Radio.garden – stations worldwide

radio, radio

radio.garden

Radio.garden has been around for five years. But I had never heard of it until I saw this post from Mark Evanier, appropriately titled Another Reason the Internet is Amazing. Here it is, in its entirety.

At this link, you’ll find a map of the world covered with little green dots. Every green dot represents a radio station at that location and if you click on the dot, you can hear that radio station. In some cases, you’ll have your choice of many in the same city. That’s enough radio to last you for the rest of your life…and several lives after that.”

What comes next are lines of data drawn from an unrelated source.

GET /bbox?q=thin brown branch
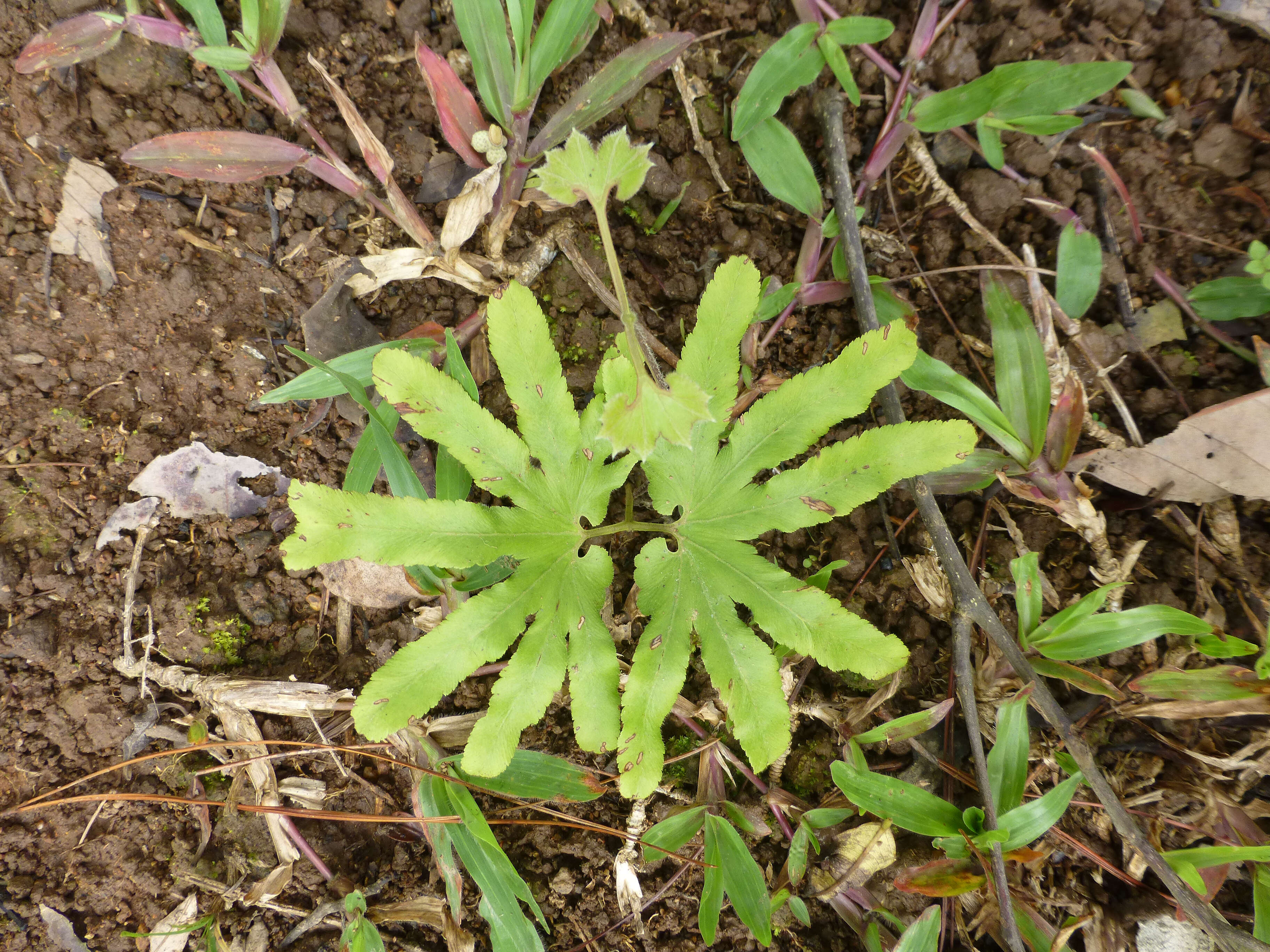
[817,93,1270,952]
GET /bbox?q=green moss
[187,597,251,665]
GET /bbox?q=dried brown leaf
[1068,390,1270,503]
[48,157,119,294]
[318,558,422,608]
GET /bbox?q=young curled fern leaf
[284,283,634,777]
[619,258,974,797]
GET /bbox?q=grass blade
[740,117,824,218]
[1054,221,1102,320]
[829,760,962,836]
[455,0,514,129]
[899,350,1030,467]
[731,23,824,141]
[983,276,1049,462]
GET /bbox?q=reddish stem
[856,43,1027,185]
[278,814,335,882]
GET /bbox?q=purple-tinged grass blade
[1045,373,1084,472]
[1027,658,1124,701]
[414,33,489,169]
[300,153,366,198]
[123,15,199,51]
[14,13,123,72]
[119,131,316,183]
[1129,665,1270,701]
[856,122,913,200]
[907,0,940,62]
[251,57,305,123]
[525,33,696,159]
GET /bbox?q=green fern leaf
[619,259,974,797]
[283,283,635,777]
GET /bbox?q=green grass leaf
[853,698,954,751]
[697,824,723,946]
[988,688,1031,814]
[1010,552,1045,645]
[894,905,940,952]
[1129,664,1270,701]
[455,0,516,129]
[1030,605,1213,661]
[531,0,596,99]
[1186,278,1270,321]
[1118,86,1167,122]
[531,32,696,160]
[997,773,1084,853]
[1027,656,1124,701]
[1054,222,1102,320]
[455,750,607,803]
[1195,635,1261,658]
[731,23,824,142]
[824,16,895,46]
[983,277,1049,462]
[738,119,824,218]
[706,814,772,946]
[974,118,1006,170]
[260,338,437,404]
[899,350,1026,465]
[436,783,545,952]
[643,806,706,862]
[815,33,860,105]
[829,760,962,836]
[989,62,1133,121]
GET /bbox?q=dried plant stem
[123,525,150,668]
[817,93,1270,952]
[908,136,1142,447]
[335,598,353,658]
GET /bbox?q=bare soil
[0,0,1270,952]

What IS this? From December 2016: “The new website Radio Garden is as tangible a representation of this global community as you can get. The site, which launched this week, lets users to tune in to thousands of online radio streams from all over the world… by hovering over a location on a map.

“The site is a collaboration between the researchers on the Transnational Radio Encounters project in Germany, and the Amsterdam-based design firms Moniker and Studio Puckey.”

This is amazing. I started in my local area but wandered off all over the world. Europe is heavily represented. African stations are primarily coastal, but I found quite a few from Kenya. Places with deserts or mountains don’t have tons of radio stations. China is underrepresented, but there are 15 stations in Beijing, including CNR Classical Music Radio. Music from Pirque, Chile sounded like regional folk instrumentals.

As close as I’ll probably get to Tahiti

I probably spent the most time with Pape’ete, Tahiti, Hiti FM. It’s pop music but none I had ever heard. Your experiences will be different. Try the Search bar. And yes, there is an app for this.

The other thing I learned is that .garden is in fact a Top-Level Domain. It seems like an oddly appropriate choice for the site, seeding the planet with different voices, different sounds.

Maybe it IS a small world, after all.